I think what I learned is that anyone can do this type of thing but the biggest thing is to have fun. I don’t worry about the number of followers, and actually I don’t watch my podcast download count either. Neither of those really mean anything to me. What I do keep an eye on is the interactions. If someone comments on a post, I thank them or answer their question. If someone retweets a tweet, then I might follow them. Things that can generate a conversation or communication of some sort is what I go for. That would be my first piece of advice. Don’t fret over numbers, if someone does not hit the “heart” button don’t assume it was not seen. Don’t worry about the total number of followers and likes you get. If you do that, then you are likely going to add stress and not have fun. That would be my second piece of advice, have fun. Social media is social, it is a chance to let your guard down a bit and let people into your life, have fun with it. I would rather see photos/videos of someones dog chasing its tail then another almost informative ad on a product. I am sure most other people would too, but if you post product info every third post, that might work.

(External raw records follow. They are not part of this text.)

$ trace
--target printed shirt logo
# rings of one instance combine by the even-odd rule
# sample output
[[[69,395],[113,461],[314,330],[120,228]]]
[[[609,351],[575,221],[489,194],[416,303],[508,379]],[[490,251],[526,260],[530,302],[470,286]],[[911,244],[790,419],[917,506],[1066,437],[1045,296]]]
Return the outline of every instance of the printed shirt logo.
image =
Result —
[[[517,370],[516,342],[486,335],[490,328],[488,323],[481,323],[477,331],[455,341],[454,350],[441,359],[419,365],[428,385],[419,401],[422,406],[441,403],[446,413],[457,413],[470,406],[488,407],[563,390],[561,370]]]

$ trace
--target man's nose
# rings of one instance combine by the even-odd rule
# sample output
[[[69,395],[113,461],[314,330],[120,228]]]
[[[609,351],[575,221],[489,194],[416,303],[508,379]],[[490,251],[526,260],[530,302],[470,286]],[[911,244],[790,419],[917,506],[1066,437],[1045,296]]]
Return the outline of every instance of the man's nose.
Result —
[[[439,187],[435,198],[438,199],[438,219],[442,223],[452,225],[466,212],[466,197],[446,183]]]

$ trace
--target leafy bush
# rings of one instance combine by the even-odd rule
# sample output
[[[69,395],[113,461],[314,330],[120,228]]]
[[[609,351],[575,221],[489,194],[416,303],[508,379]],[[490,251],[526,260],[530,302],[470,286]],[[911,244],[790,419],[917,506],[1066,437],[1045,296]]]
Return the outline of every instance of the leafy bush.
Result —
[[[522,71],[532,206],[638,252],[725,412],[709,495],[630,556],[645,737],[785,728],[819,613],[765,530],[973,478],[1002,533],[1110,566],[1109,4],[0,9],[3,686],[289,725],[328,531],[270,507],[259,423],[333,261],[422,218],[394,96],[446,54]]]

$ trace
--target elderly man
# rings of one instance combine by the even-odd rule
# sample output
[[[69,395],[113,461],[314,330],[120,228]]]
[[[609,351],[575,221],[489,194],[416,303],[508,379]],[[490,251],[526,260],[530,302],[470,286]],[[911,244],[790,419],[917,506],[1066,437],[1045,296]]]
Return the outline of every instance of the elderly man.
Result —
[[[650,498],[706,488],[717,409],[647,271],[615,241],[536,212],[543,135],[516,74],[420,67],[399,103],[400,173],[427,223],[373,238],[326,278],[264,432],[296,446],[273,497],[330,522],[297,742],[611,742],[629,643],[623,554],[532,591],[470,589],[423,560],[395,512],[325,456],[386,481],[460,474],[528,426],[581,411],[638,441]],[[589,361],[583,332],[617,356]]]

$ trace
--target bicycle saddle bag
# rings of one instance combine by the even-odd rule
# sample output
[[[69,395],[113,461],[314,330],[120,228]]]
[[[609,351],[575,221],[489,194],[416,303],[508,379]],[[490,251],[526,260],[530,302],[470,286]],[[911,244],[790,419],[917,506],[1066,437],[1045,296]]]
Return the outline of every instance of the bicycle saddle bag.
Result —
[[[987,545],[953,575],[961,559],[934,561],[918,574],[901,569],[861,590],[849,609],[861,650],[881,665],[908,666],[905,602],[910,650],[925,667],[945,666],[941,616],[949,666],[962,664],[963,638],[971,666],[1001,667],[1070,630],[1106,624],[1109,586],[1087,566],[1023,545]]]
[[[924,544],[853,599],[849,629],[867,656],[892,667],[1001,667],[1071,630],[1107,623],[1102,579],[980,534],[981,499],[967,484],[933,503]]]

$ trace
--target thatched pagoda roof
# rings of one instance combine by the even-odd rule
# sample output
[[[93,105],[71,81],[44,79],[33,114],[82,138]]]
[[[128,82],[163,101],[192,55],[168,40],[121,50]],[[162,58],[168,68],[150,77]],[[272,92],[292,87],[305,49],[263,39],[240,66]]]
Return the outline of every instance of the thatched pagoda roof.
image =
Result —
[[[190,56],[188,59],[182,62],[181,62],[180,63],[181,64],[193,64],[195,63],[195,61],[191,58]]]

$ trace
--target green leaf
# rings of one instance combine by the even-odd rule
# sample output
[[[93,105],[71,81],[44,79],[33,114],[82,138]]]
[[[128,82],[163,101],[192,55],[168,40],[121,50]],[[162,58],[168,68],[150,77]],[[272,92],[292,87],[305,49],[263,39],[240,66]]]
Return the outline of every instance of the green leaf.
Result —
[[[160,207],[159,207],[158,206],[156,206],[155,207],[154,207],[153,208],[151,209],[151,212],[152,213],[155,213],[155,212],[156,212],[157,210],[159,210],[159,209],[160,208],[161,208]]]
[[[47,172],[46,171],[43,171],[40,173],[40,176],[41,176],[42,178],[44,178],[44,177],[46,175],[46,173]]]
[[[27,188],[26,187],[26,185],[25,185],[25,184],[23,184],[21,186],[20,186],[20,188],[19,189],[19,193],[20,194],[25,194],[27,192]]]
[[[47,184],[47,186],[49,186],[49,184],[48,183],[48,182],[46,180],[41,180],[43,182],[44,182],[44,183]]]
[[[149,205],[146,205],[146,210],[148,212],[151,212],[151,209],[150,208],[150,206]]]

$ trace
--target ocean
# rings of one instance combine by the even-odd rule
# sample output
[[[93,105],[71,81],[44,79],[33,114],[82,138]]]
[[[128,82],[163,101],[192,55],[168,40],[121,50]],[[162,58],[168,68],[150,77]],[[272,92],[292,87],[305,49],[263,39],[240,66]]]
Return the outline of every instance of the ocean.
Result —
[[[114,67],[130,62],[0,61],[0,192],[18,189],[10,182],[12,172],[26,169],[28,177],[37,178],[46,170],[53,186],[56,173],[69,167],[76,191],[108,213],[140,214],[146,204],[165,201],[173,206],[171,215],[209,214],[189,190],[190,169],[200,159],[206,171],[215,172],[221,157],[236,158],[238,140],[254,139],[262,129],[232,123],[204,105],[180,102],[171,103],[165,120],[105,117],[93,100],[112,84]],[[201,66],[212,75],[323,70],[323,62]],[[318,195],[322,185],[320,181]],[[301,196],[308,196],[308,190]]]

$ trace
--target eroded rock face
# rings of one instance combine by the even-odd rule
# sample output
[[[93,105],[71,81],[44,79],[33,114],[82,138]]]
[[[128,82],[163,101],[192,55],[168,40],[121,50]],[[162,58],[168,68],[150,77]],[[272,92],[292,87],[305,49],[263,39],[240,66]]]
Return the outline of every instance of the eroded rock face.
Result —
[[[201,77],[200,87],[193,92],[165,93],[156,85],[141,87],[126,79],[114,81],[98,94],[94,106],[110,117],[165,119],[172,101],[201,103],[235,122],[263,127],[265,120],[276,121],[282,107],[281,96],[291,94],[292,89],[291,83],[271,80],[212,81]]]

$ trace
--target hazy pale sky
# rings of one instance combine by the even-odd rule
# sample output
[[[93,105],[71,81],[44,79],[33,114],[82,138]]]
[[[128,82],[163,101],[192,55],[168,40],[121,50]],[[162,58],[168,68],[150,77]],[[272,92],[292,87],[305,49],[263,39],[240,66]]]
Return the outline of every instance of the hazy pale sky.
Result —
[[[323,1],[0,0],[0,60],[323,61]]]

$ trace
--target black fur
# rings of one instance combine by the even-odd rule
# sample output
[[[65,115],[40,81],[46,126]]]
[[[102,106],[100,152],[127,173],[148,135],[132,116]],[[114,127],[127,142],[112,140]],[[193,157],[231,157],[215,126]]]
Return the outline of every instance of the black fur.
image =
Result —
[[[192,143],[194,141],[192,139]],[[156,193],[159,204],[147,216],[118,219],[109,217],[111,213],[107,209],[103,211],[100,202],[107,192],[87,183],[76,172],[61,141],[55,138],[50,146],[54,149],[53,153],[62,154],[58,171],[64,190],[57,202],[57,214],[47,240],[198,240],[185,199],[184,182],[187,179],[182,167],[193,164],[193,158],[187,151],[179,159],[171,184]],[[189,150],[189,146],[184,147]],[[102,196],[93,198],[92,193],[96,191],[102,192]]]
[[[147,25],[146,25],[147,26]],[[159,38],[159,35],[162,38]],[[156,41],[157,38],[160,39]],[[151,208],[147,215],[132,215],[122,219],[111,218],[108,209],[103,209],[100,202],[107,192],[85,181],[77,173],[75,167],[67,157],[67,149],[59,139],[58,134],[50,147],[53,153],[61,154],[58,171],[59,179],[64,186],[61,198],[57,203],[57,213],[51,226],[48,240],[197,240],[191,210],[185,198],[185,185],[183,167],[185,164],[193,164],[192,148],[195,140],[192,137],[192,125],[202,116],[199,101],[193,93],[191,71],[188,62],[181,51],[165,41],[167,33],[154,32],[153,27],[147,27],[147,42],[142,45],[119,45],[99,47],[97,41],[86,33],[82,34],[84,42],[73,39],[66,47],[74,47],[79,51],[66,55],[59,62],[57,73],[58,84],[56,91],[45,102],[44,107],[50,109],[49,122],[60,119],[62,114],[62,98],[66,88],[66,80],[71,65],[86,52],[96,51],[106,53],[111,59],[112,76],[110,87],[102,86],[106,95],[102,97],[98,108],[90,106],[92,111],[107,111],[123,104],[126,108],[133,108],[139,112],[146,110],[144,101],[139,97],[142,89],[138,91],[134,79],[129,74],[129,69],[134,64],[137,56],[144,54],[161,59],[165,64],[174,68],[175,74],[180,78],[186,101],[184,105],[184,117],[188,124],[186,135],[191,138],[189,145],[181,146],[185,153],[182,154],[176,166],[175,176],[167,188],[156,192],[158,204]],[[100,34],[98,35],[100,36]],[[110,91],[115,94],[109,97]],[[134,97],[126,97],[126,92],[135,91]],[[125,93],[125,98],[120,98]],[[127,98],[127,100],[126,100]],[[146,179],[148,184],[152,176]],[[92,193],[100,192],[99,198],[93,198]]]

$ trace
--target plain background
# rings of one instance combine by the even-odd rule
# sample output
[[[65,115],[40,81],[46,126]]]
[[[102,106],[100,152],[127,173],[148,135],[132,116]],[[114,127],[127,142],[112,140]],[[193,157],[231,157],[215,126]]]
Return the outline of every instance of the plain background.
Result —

Anyone that is listening to this, I challenge you to promote on social media. Get creative with it and have fun. The results you see might surprise you as it did me.

CloudFlare

CloudFlare recently had its 8th birthday and did so with a bang.
If you have not heard of or use CloudFlare, I invite you to listen to Episode 2 here
For the most part, CloudFlare is a software as a service cache that does a whole lot more. Now celebrating their 8th birthday, congratulations by the way, CloudFlare does even more. In addition to adding caching features to your site and helping to keep it secure, CloudFlare offers domain registrations at wholesale prices and adds domain privacy for free. This service is currently in early access and I invite you to head over to their site to check out all of their service offerings, most of which are free. I use CloudFlare on all of my sites and love it, I can’t wait to be able to also register domains through them.